LAGOS — The Central Bank of Nigeria (CBN) has officially targeted a milestone of $1 billion in monthly diaspora remittances by the end of 2026, a move aimed at establishing a more stable and “organic” source of foreign exchange for Africa’s largest economy.

The ambitious goal, disclosed by CBN Governor Olayemi Cardoso during recent monetary policy briefings, comes as part of a multi-pronged reform agenda to reduce the nation’s reliance on volatile oil revenues and stabilize the naira. Current data suggests the push is gaining traction; as of March 2026, monthly inflows through official channels have surged to an average of $600 million, tripling the figures recorded at the start of 2024.

Closing the gap

To bridge the remaining $400 million monthly deficit to its goal, the apex bank this week tightened oversight on International Money Transfer Operators (IMTOs). A new directive  effective March 24, 2026, mandates all global operators—including Western Union and MoneyGram—to route transactions through designated naira settlement accounts in local deposit money banks.

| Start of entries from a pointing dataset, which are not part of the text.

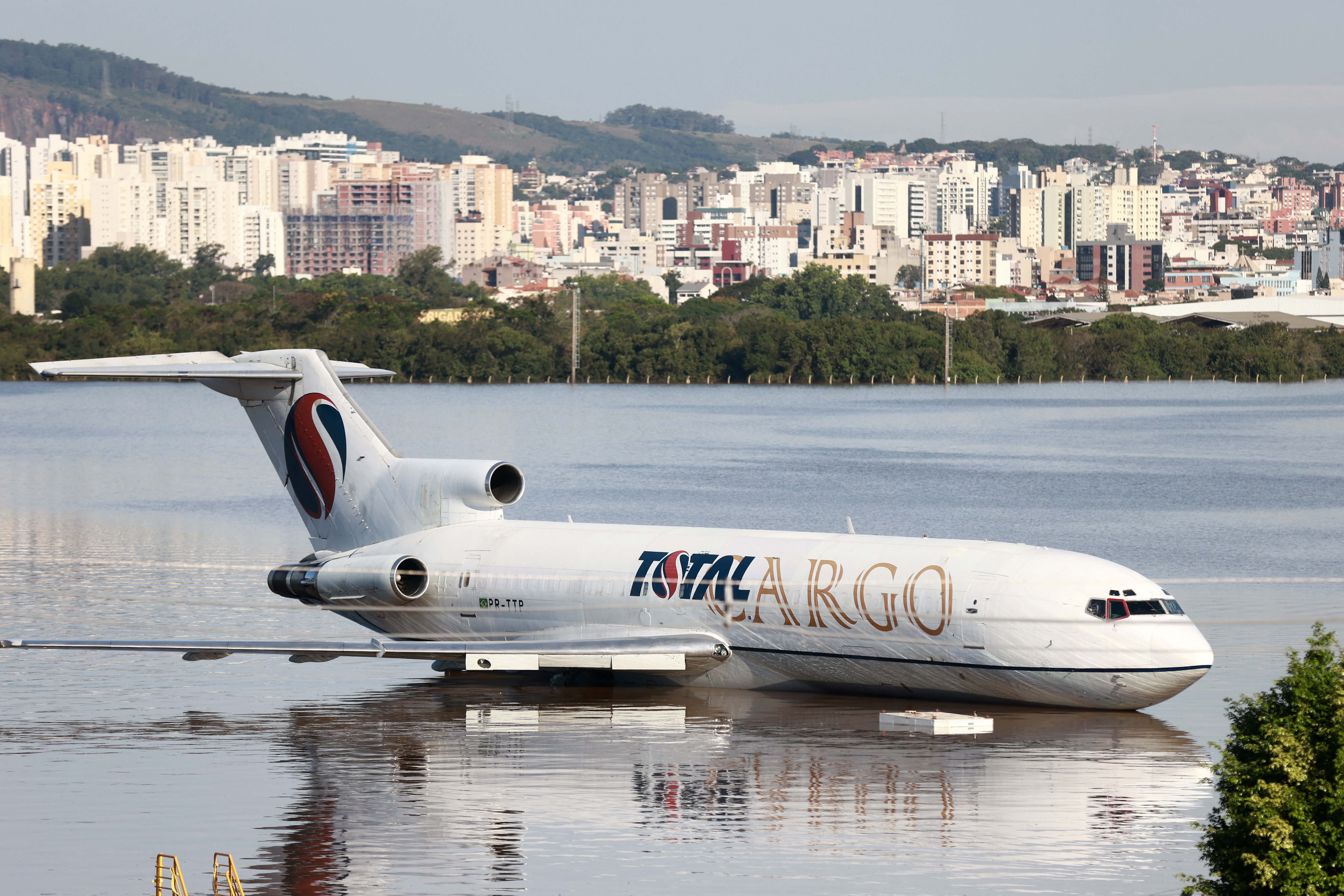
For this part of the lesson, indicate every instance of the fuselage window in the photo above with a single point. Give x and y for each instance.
(1146, 608)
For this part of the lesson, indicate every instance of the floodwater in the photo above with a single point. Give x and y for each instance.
(150, 510)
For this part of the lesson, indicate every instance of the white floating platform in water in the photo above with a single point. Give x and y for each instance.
(936, 723)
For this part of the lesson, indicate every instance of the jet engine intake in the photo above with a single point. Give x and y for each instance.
(389, 578)
(484, 485)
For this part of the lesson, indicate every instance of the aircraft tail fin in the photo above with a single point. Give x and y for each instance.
(350, 485)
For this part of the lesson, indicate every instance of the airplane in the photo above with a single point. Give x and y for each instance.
(420, 553)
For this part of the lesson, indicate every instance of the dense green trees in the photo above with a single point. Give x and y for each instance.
(815, 324)
(1279, 825)
(642, 116)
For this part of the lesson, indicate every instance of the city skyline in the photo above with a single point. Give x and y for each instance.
(1021, 73)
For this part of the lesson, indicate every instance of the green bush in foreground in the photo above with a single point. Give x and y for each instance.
(1279, 825)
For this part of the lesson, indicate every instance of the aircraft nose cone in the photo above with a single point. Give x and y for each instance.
(1179, 656)
(1181, 645)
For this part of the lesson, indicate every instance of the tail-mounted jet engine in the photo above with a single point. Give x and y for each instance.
(452, 492)
(388, 578)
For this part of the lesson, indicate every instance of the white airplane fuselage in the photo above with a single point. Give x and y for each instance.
(420, 551)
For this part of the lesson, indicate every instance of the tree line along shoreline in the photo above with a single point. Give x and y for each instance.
(814, 324)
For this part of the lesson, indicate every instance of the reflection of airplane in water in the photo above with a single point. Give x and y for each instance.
(464, 788)
(419, 551)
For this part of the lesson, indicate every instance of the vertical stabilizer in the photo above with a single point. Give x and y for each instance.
(335, 464)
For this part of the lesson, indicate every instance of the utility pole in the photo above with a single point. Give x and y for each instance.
(575, 347)
(947, 342)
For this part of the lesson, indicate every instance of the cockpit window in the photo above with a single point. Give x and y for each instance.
(1146, 608)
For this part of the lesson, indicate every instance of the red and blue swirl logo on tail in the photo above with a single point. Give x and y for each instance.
(315, 437)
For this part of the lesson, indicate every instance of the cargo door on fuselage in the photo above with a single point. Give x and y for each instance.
(971, 609)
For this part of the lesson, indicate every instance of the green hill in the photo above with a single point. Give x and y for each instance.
(79, 91)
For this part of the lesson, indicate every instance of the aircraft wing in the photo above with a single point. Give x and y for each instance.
(687, 652)
(198, 366)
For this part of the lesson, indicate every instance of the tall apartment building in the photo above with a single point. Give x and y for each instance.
(298, 183)
(58, 218)
(644, 201)
(1040, 217)
(475, 238)
(478, 185)
(319, 245)
(964, 190)
(894, 203)
(1127, 261)
(963, 259)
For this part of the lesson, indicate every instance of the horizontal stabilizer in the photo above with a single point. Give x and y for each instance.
(197, 366)
(681, 652)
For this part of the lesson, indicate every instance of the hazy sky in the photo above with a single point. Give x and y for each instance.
(874, 70)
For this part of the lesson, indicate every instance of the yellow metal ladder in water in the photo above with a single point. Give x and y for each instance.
(229, 872)
(169, 880)
(169, 876)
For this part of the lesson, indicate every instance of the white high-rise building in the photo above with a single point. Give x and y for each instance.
(964, 189)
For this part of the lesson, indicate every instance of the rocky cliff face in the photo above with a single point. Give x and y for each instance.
(27, 119)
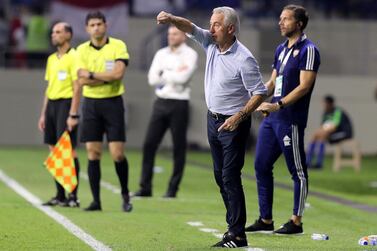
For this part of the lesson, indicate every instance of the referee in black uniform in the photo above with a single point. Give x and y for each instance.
(102, 64)
(62, 80)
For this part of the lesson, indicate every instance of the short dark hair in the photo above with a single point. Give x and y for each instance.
(95, 15)
(68, 28)
(300, 13)
(329, 99)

This policy is designed to improve transparency and ensure that the “last mile” of remittance delivery happens within the formal banking system. Market analysts credit these tightening measures for a marginal appreciation in the naira, which closed at N1,383.88/$ on Thursday, despite broader external pressures from global energy shocks.

Beyond Oil: building “organic” reserves

Governor Cardoso emphasized that the growth in Nigeria’s external reserves—which hit a peak of $49 billion in early February—must be driven by sustainable inflows rather than external borrowing.

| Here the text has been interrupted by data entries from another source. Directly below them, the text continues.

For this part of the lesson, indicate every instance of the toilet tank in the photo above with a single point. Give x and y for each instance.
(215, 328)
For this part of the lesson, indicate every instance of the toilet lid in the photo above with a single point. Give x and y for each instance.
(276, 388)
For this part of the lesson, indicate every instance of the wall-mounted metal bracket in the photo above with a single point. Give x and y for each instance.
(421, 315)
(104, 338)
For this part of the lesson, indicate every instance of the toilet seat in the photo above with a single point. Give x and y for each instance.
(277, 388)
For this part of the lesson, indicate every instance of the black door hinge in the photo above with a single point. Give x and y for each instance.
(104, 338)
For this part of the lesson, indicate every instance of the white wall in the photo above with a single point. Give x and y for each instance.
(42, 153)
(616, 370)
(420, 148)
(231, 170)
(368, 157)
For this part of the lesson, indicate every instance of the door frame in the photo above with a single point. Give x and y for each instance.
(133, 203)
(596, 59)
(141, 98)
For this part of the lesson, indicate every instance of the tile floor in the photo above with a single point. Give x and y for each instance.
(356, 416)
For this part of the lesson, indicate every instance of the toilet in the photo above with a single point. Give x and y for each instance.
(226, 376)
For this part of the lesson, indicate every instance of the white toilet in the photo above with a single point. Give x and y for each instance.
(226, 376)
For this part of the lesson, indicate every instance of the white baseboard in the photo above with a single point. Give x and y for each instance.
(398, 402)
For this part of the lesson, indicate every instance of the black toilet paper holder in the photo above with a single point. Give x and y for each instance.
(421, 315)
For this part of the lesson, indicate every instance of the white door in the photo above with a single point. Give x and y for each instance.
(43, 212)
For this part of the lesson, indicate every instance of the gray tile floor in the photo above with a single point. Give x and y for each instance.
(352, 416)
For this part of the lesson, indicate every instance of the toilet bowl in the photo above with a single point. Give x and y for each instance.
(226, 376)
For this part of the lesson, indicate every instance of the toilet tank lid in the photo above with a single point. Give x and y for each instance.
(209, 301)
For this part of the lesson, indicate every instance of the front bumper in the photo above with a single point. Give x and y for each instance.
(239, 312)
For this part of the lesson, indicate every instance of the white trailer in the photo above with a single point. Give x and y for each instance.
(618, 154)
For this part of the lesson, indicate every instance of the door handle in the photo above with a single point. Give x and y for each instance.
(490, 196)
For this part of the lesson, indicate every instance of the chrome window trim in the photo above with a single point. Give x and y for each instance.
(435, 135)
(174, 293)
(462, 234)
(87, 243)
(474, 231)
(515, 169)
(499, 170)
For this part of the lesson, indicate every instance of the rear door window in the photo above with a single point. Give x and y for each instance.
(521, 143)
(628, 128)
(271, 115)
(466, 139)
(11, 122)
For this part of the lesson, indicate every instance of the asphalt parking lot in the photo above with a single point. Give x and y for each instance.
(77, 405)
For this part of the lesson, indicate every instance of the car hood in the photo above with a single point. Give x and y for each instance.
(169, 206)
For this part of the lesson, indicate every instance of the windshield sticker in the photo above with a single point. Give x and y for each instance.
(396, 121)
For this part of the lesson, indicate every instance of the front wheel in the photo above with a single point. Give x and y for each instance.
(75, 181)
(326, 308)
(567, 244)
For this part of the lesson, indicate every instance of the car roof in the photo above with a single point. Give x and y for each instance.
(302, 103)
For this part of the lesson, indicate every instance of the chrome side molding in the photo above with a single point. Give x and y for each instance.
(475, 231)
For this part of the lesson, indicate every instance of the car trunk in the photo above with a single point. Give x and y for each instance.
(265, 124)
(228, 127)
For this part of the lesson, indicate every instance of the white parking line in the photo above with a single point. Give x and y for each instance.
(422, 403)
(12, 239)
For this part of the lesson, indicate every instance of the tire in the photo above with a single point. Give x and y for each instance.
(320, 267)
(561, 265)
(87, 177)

“Our FX reserves are being rebuilt organically through improved market functioning and robust capital inflows,” Cardoso stated. He noted that the successful rollout of the Non-Resident BVN (NRBVN) has been a critical catalyst, allowing Nigerians abroad to participate in the local financial system without the previous bottlenecks of physical biometric registration.

Economic tailwinds and risks

The drive for $1 billion in monthly remittances coincides with a cooling inflationary environment. Headline inflation dropped to 15.06% in February 2026, down from nearly 35% in late 2024, providing a more stable backdrop for diaspora investment.

However, structural challenges remain. While remittances in 2025 reached a five-year high of $23 billion, recent balance of payments data showed a slight narrowing of the current account surplus. Furthermore, heightened geopolitical tensions in the tensions in the Middle East have spurred capital flight, causing reserves to dip slightly below the $50 billion mark in the third week of March.

Looking ahead

The CBN’s “Roadmap for 2026–2030” views these remittances as a “social guarantor” for the economy. By shifting the bulk of diaspora flows from informal “black market” channels to the official window, the bank hopes to maintain a parallel market premium of under 2% and provide consistent liquidity for the manufacturing and real estate sectors.